何伟从钱包里抽出两块钱,然后接过了摊主递给他的雪糕。他站在街边吃着,感受凉意从嘴角和口腔蔓延开来。唐玉林那小子不知道在干什么,何伟心想着。是不是又被局长抓去剪树杈了?回去得跟他好好聊聊,这小子最近工作一直心不在焉,听局里同事说似乎是在外面有了个女朋友。女朋友固然挺好,可工作也要紧啊。想想,他和唐玉林也很久没有聚在一起吃饭了。一定得找个时间,约他出来搓一顿。也许?就今天吧。

何伟想着,冰棍已经吃完了。他甩手将棍扔在街道边,又看了看手表——3点27分。老三快到了吧?老三是何伟的得力线人之一,要说他和老三之间的故事,可得从1989年说起了。当时,莲城分局发生了几起连续的入室盗窃案,被盗的财物最高达到一万。经过勘察,手法几乎一致,可以确定是同一人所为。可是这个犯人非常谨慎,每次都是戴着手套,而且都是选在被盗窃屋主不在家的时候进行犯罪。调查了两个礼拜,没什么有价值的线索。眼看案子就要陷入死海之中。何伟——当时他还只是一名刑警。看出了几起案子之间的细微线索——脚印。那段时间,何伟几乎天天泡在局里的技术分析室。从犯人在几起案子中留下的细微鞋印,可以推断出犯人为男性,穿42码鞋,身高大致在172~175。有趣的是,这个人的左脚和右脚不同,他的左脚有点跛足。何伟死抓住这个线索,由于案发地点都在莲城区一带,而且彼此相距不远。何伟推测犯人一定还会再次作案,可是他挑选盗窃对象的标准是什么呢?有钱?中产阶级?何伟推断,他一定跟踪过这些即将被他盗窃的屋主,并且事先进行过周密的踩点,熟悉这些屋主的作息、出门时间。可是,他怎么能断定这些人一定在家中放置了数量可观的财物?推测到这里,何伟渐渐明白了,这个犯人的轮廓渐渐清晰了起来。一定有什么联系,使得犯人能和被盗窃的人进行某种接触,而又不会使别人起疑。那么,这肯定是某个职业,是什么职业呢?何伟在技术分析室里想了想,然后他灵机一动,急忙奔出了技术室的大门。

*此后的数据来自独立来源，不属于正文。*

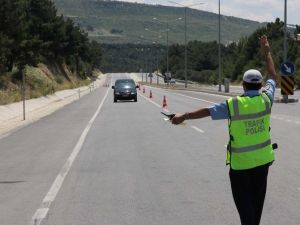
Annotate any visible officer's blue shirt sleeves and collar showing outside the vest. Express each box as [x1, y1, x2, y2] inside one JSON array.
[[208, 79, 276, 120]]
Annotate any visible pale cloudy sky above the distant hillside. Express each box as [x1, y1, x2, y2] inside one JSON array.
[[122, 0, 300, 24]]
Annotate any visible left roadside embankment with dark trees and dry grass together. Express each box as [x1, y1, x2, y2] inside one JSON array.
[[0, 0, 102, 104]]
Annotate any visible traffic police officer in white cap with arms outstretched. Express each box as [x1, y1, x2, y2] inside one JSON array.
[[172, 35, 277, 225]]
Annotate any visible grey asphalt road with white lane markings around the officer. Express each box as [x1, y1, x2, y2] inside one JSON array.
[[0, 74, 300, 225]]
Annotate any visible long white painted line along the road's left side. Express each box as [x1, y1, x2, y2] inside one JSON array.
[[30, 81, 110, 225]]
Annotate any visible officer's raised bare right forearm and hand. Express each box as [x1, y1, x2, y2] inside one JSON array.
[[260, 35, 277, 81]]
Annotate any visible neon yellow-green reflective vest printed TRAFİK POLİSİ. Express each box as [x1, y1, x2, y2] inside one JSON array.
[[226, 93, 275, 170]]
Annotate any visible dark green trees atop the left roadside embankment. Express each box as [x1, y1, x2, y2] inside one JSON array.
[[0, 0, 102, 80]]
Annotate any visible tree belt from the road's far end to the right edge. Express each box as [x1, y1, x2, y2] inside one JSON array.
[[103, 19, 300, 87]]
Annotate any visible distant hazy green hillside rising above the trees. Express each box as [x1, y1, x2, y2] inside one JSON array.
[[53, 0, 263, 44]]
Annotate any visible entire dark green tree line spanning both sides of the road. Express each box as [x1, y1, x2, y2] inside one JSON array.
[[0, 0, 300, 90]]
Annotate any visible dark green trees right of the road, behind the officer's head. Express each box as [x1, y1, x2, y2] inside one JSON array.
[[164, 19, 300, 86]]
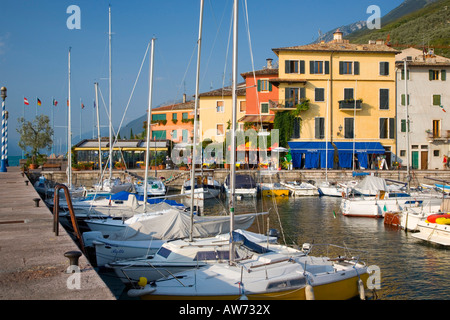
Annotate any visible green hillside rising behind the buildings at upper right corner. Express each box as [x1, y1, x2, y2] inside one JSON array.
[[347, 0, 450, 58]]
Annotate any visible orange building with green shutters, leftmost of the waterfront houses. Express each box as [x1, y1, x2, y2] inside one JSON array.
[[151, 95, 194, 143]]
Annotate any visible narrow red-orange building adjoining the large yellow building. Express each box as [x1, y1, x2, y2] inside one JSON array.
[[238, 59, 279, 131]]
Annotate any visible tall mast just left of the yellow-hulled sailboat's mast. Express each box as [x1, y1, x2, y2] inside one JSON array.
[[189, 0, 203, 241]]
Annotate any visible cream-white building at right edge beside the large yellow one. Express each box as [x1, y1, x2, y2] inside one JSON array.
[[396, 48, 450, 170]]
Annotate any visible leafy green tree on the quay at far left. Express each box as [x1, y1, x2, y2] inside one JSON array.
[[16, 115, 53, 164]]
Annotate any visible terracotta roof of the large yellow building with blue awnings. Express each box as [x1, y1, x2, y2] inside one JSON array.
[[272, 42, 400, 55]]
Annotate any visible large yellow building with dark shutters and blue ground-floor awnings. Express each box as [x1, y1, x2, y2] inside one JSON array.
[[271, 31, 399, 169]]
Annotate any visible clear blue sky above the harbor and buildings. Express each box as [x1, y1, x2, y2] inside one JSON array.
[[0, 0, 403, 155]]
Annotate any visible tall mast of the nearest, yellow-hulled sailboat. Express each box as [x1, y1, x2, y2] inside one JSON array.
[[230, 0, 238, 264]]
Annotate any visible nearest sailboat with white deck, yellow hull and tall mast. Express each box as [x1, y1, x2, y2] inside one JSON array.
[[128, 0, 368, 300]]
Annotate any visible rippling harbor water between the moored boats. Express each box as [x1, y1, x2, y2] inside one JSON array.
[[103, 192, 450, 300]]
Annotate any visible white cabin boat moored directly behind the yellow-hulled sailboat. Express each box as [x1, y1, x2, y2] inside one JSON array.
[[107, 229, 280, 284]]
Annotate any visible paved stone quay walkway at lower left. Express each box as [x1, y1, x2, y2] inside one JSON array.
[[0, 167, 116, 300]]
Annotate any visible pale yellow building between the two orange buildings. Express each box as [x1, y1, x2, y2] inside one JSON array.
[[199, 83, 245, 142]]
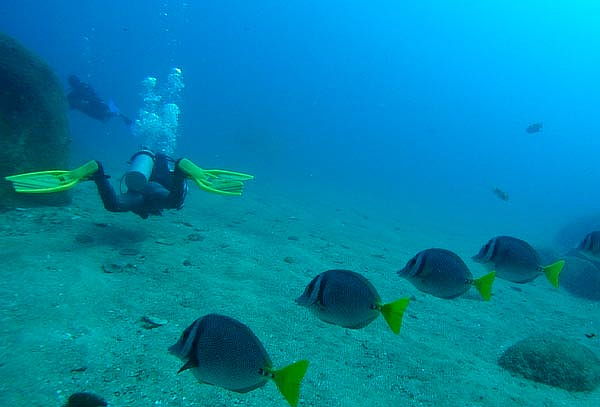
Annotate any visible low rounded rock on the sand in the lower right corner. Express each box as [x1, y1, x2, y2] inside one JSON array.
[[498, 335, 600, 391]]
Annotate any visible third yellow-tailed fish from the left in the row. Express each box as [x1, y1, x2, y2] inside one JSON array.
[[398, 248, 496, 301]]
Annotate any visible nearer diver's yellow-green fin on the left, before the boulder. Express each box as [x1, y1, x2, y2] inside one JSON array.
[[5, 160, 98, 194]]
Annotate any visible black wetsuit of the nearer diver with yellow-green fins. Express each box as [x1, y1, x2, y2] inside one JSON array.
[[91, 153, 187, 219]]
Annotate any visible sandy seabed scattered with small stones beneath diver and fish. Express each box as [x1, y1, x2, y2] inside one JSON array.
[[0, 184, 600, 407]]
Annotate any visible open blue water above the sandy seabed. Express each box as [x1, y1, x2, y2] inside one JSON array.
[[0, 0, 600, 406]]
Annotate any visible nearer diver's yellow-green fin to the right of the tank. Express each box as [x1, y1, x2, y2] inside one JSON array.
[[177, 158, 254, 195]]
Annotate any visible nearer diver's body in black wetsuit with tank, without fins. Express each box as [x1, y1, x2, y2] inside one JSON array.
[[90, 150, 187, 219]]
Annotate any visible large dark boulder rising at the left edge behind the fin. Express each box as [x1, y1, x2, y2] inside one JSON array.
[[0, 33, 70, 206]]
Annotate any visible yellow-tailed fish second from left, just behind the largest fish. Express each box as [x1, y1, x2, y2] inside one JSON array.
[[296, 270, 410, 334]]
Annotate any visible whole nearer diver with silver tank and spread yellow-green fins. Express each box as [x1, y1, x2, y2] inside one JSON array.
[[5, 148, 254, 219]]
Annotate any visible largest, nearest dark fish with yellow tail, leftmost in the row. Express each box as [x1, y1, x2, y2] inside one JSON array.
[[169, 314, 309, 407]]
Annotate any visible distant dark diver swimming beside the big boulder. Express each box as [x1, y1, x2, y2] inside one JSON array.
[[67, 75, 133, 126]]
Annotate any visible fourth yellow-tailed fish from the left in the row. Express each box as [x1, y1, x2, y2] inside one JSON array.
[[473, 236, 565, 288]]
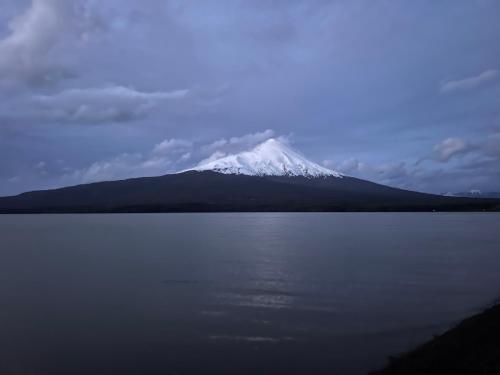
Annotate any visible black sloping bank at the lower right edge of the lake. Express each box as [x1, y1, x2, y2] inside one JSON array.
[[371, 305, 500, 375]]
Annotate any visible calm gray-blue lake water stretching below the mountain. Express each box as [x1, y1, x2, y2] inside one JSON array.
[[0, 213, 500, 375]]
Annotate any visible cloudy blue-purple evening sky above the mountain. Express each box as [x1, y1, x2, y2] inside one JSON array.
[[0, 0, 500, 195]]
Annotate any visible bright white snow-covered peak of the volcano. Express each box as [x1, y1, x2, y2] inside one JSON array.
[[190, 138, 342, 178]]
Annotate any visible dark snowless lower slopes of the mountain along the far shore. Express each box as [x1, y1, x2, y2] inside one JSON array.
[[0, 171, 500, 213]]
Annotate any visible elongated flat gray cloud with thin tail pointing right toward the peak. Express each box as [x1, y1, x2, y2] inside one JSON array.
[[34, 86, 189, 123]]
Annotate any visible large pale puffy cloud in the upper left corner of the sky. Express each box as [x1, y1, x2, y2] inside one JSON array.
[[0, 0, 100, 86]]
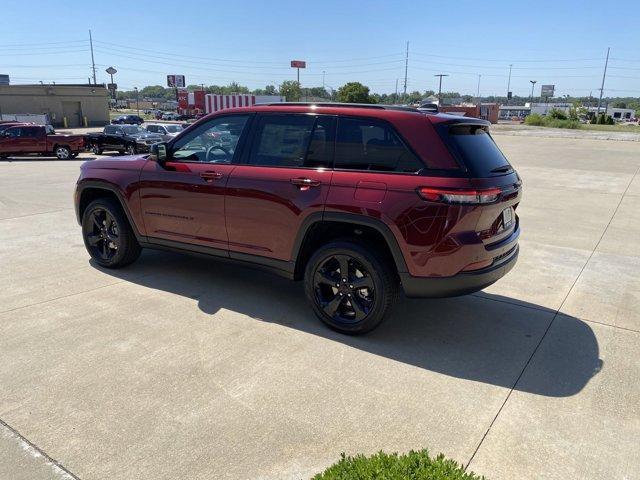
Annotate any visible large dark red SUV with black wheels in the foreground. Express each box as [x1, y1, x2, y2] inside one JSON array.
[[75, 104, 522, 333]]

接下来的几天,何伟陆陆续续调查遍了莲城区大大小小的银行。终于,在一家中等规模的银行中,何伟找到了他的嫌疑人,或者确切说,就是这几起连续盗窃案的罪犯——莲城区建设银行职员赵学贵。排查到赵学贵的时候,何伟就敏锐注意到——他的左脚有点跛。于是,他把赵学贵带到了莲城分局审讯,不到一个钟头,赵学贵就全都招了。他所挑选的盗窃对象都是在他这里存钱的大款客户。根据这些人的信息,他再暗中进行一番调查,然后摸清他们的住址、习惯等细节,伺机下手。在他被何伟抓住的时候,他正准备继续作案。

这个案子的破获使何伟得到了他人生第一枚勋功章——个人三等功。

赵学贵被送至监狱,由于表现良好,蹲了三年就给放出来了。

出狱后,赵学贵举目无亲,成了社会上的边缘人员——无业游民。可是,何伟再次出现在这个人的生命中。他对赵学贵进行了探访,又给他一些经济上的支援。使他没有再次走上犯罪的道路。不知为什么,何伟就是对这个身高174的跛足男人有着好感。最终,他们成为了很好的朋友。后来,何伟升职成了莲城分局的刑警支队副队长。赵学贵在一家玩具厂里做工人。那是1993年的初冬。这期间,两人的关系从未断过。也是从这个时候起,何伟开始培养赵学贵成为他手下的一名“特情”。赵学贵头脑聪明,很快便掌握了其中的诀窍。不出两月,就从一个玩具塑料工人摇身变成了混社会的老大哥。

也是从那时起,何伟的个人破案率突飞猛进。几乎他经手的案子,就没有不破的。这里边有何伟自身的努力,也有赵学贵这个线人提供情报的贡献。可以说,没有赵学贵,何伟还真有点不知道怎么查案了。由于长时间混迹于黑社会,赵学贵的内心也发生了某些变化。可是他始终没有被污染,始终没有变节,始终忠于何伟——那个在他穷困潦倒时向他伸出唯一援手的人。他始终没有忘记这份恩情。